\name{diff.resamples}
\alias{diff.resamples}
\alias{summary.diff.resamples}
\alias{compare_models}
\title{Inferential Assessments About Model Performance}
\description{Methods for making inferences about differences between models }
\usage{
\method{diff}{resamples}(x, models = x$models, metric = x$metrics, 
     test = t.test, 
     confLevel = 0.95, adjustment = "bonferroni",
     ...)

\method{summary}{diff.resamples}(object, digits = max(3, getOption("digits") - 3), ...)

compare_models(a, b, metric = a$metric[1])
}
\arguments{
  \item{x}{an object generated by \code{resamples}}
  \item{models}{a character string for which models to compare}
  \item{metric}{a character string for which metrics to compare}
  \item{test}{a function to compute differences. The output of this function should have scalar outputs called \code{estimate} and \code{p.value}}
  \item{object}{a object generated by \code{diff.resamples}}
  \item{adjustment}{any p-value adjustment method to pass to \code{\link[stats]{p.adjust}}. }
  \item{confLevel}{confidence level to use for \code{\link{dotplot.diff.resamples}}. See Details below.}
  \item{digits}{the number of significant differences to display when printing}
  \item{a, b}{two objects of class \code{\link{train}}, \code{\link{sbf}} or \code{\link{rfe}}  with a common set of resampling indices in the \code{control} object.}
  \item{\dots}{further arguments to pass to \code{test}}
}
\details{
The ideas and methods here are based on Hothorn et al. (2005) and Eugster et al. (2008).

For each metric, all pair-wise differences are computed and tested to assess if the difference is equal to zero.

When a Bonferroni correction is used, the confidence level is changed from \code{confLevel} to \code{1-((1-confLevel)/p)} here \code{p} is the number of pair-wise comparisons are being made.
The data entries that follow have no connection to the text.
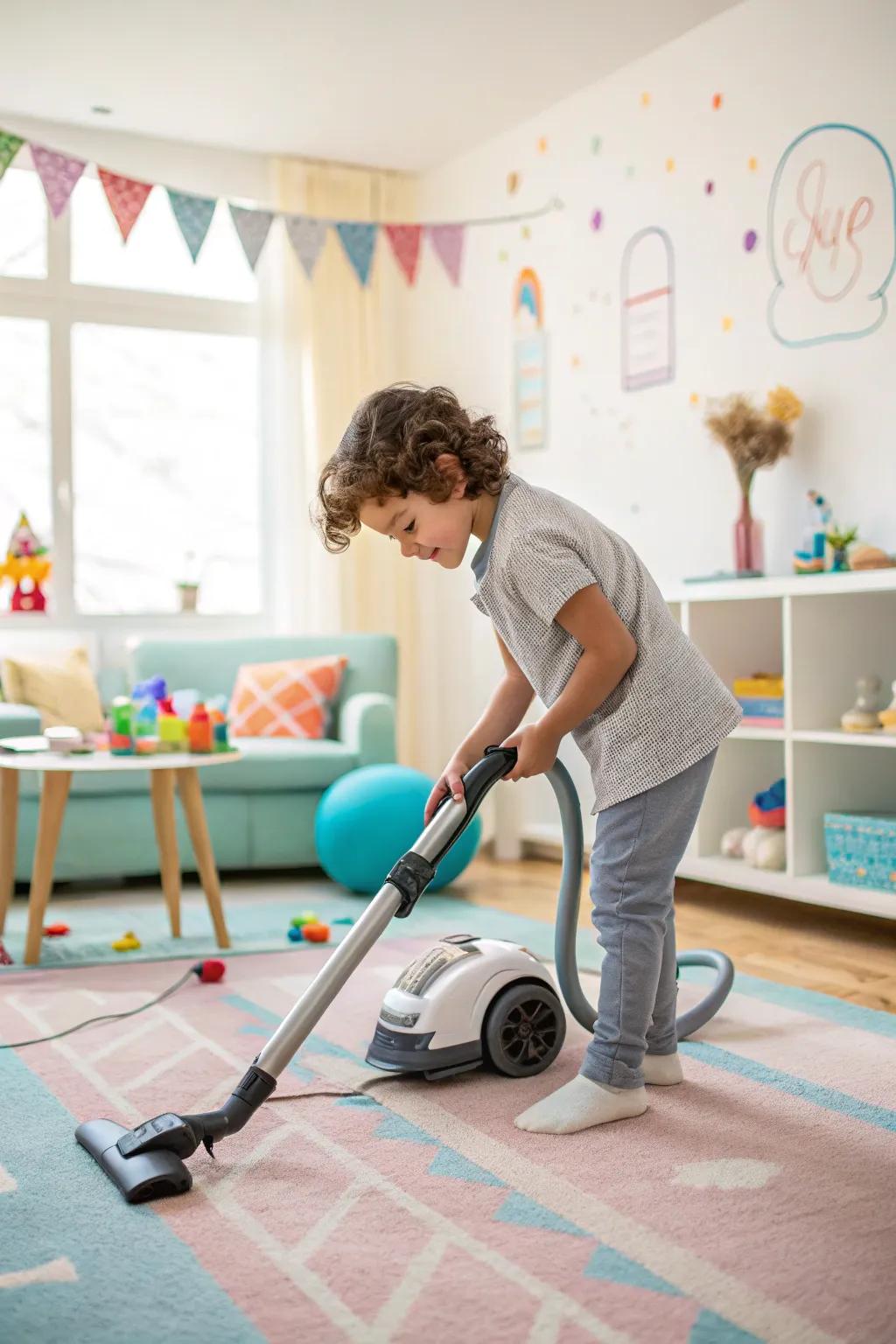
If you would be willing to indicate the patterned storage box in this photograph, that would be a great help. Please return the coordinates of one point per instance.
(861, 850)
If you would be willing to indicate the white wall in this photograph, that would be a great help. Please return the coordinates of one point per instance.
(642, 461)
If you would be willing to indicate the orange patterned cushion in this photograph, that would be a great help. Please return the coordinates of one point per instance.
(289, 699)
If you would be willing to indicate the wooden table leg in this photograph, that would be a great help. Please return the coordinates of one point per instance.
(191, 796)
(8, 824)
(163, 808)
(52, 807)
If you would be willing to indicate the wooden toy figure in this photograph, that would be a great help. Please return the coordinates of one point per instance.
(25, 566)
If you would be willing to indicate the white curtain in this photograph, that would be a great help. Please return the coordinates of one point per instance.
(331, 341)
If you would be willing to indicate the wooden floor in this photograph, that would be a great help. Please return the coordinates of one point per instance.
(836, 953)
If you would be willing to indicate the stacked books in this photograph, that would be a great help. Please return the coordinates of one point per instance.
(762, 699)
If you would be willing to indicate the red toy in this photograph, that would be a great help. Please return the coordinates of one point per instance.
(316, 933)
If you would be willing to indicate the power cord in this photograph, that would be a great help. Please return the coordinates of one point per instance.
(207, 970)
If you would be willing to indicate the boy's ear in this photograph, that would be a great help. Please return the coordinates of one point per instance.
(451, 466)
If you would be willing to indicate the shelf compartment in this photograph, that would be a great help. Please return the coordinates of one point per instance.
(837, 640)
(745, 766)
(828, 777)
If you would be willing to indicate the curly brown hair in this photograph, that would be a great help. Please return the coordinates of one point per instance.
(389, 451)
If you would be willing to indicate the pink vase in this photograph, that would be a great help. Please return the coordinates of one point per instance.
(748, 550)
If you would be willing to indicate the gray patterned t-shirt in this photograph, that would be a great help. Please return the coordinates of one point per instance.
(669, 710)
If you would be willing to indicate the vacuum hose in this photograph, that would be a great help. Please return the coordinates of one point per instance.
(567, 924)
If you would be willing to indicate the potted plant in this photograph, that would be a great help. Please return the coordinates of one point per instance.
(752, 438)
(838, 542)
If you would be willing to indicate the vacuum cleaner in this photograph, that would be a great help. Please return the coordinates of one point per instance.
(464, 1003)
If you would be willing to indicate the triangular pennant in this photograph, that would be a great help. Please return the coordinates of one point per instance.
(396, 1126)
(617, 1268)
(60, 175)
(715, 1329)
(448, 1163)
(10, 147)
(448, 241)
(308, 238)
(193, 215)
(127, 198)
(359, 241)
(526, 1213)
(253, 228)
(406, 245)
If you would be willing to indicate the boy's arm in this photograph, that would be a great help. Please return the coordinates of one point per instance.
(607, 652)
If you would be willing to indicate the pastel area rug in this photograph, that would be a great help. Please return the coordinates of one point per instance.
(752, 1203)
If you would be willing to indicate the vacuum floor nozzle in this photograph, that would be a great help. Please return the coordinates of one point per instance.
(143, 1176)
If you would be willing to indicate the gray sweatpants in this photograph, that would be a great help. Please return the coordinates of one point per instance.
(637, 847)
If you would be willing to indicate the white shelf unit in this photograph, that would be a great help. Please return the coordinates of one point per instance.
(822, 632)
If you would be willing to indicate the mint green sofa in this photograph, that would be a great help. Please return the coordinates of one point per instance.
(261, 810)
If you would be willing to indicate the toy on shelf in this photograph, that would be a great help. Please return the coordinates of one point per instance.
(27, 566)
(864, 717)
(810, 559)
(762, 699)
(768, 808)
(128, 942)
(888, 715)
(763, 844)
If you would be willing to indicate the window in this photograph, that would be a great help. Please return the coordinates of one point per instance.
(148, 471)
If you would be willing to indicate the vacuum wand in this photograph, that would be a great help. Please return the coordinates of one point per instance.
(148, 1161)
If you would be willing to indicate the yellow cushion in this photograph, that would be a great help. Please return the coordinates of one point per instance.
(286, 699)
(63, 692)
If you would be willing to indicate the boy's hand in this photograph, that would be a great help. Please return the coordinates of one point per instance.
(536, 752)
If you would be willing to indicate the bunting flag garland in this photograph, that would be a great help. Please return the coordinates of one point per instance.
(127, 198)
(193, 215)
(406, 246)
(359, 242)
(10, 147)
(58, 173)
(308, 238)
(253, 228)
(448, 241)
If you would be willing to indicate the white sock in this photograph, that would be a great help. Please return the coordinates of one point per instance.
(662, 1070)
(580, 1103)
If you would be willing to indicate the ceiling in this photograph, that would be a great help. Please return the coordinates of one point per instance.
(393, 84)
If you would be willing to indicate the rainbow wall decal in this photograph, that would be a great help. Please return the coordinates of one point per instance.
(529, 361)
(528, 296)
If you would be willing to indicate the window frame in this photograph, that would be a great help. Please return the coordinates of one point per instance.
(62, 304)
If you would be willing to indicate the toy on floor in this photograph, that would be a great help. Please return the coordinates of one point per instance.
(763, 844)
(27, 566)
(863, 717)
(316, 933)
(128, 942)
(888, 715)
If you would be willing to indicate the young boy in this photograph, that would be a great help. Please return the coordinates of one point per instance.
(580, 622)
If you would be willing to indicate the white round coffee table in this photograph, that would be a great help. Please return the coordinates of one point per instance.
(180, 769)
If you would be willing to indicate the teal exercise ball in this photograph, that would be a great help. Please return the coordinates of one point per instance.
(369, 817)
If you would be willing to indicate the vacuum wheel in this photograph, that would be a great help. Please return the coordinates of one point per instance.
(524, 1030)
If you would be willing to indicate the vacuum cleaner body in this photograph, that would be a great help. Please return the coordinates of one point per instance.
(433, 1020)
(466, 1002)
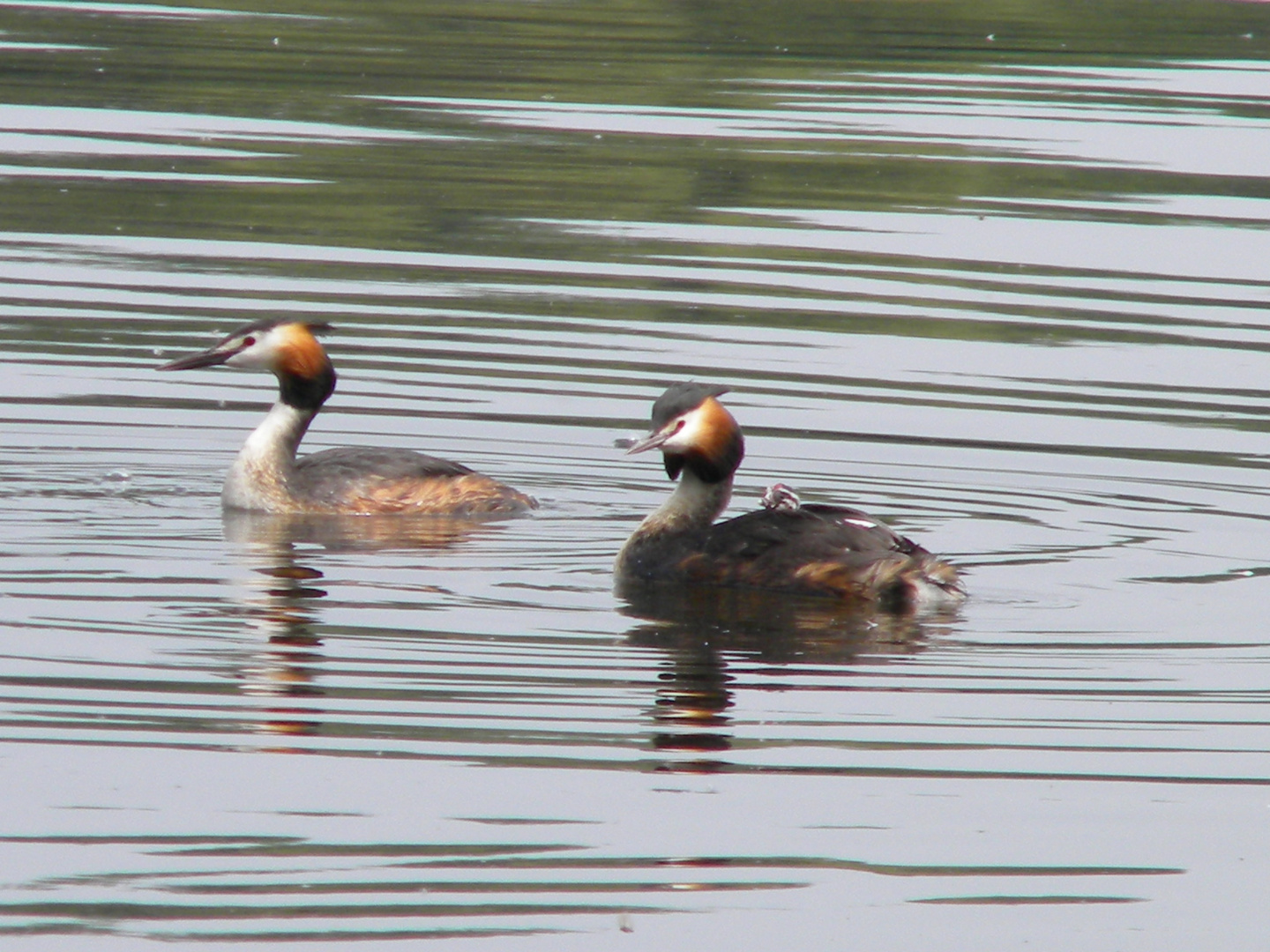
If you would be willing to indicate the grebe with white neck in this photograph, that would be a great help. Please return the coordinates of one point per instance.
(788, 546)
(267, 476)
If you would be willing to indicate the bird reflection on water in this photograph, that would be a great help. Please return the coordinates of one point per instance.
(705, 629)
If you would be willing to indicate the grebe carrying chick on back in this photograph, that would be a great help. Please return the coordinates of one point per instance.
(352, 480)
(788, 546)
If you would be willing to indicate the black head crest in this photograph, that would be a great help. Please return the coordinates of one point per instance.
(680, 398)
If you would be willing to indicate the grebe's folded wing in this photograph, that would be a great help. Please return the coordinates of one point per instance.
(811, 532)
(337, 472)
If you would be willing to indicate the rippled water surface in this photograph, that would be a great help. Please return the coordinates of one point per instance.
(990, 273)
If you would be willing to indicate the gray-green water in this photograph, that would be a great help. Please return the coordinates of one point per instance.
(993, 271)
For other correction methods, no such change is used.

\code{compare_models} is a shorthand function to compare two models using a single metric. It returns the results of \code{\link[stats]{t.test}} on the differences. 
}
\value{
An object of class \code{"diff.resamples"} with elements:
  \item{call }{the call}
  \item{difs }{a list for each metric being compared. Each list contains a matrix with differences in columns and resamples in rows }
  \item{statistics }{a list of results generated by \code{test}}
  \item{adjustment}{the p-value adjustment used}
  \item{models}{a character string for which models were compared.}
  \item{metrics }{a character string of performance metrics that were used}

or...

An object of class \code{"summary.diff.resamples"} with elements:
  \item{call }{the call}
  \item{table }{a list of tables that show the differences and p-values }

...or (for \code{compare_models}) an object of class \code{htest} resulting from \code{\link[stats]{t.test}}.
}

\references{Hothorn et al. The design and analysis of benchmark experiments. Journal of Computational and Graphical Statistics (2005) vol. 14 (3) pp. 675-699

Eugster et al. Exploratory and inferential analysis of benchmark experiments. Ludwigs-Maximilians-Universitat Munchen, Department of Statistics, Tech. Rep (2008) vol. 30}

\author{Max Kuhn}

\seealso{\code{\link{resamples}}, \code{\link{dotplot.diff.resamples}},  \code{\link{densityplot.diff.resamples}}, \code{\link{bwplot.diff.resamples}}, \code{\link{levelplot.diff.resamples}}}

\examples{
\dontrun{
#load(url("http://topepo.github.io/caret/exampleModels.RData"))

resamps <- resamples(list(CART = rpartFit,
                          CondInfTree = ctreeFit,
                          MARS = earthFit))

difs <- diff(resamps)

difs

summary(difs)

compare_models(rpartFit, ctreeFit)
}
}

\keyword{ models }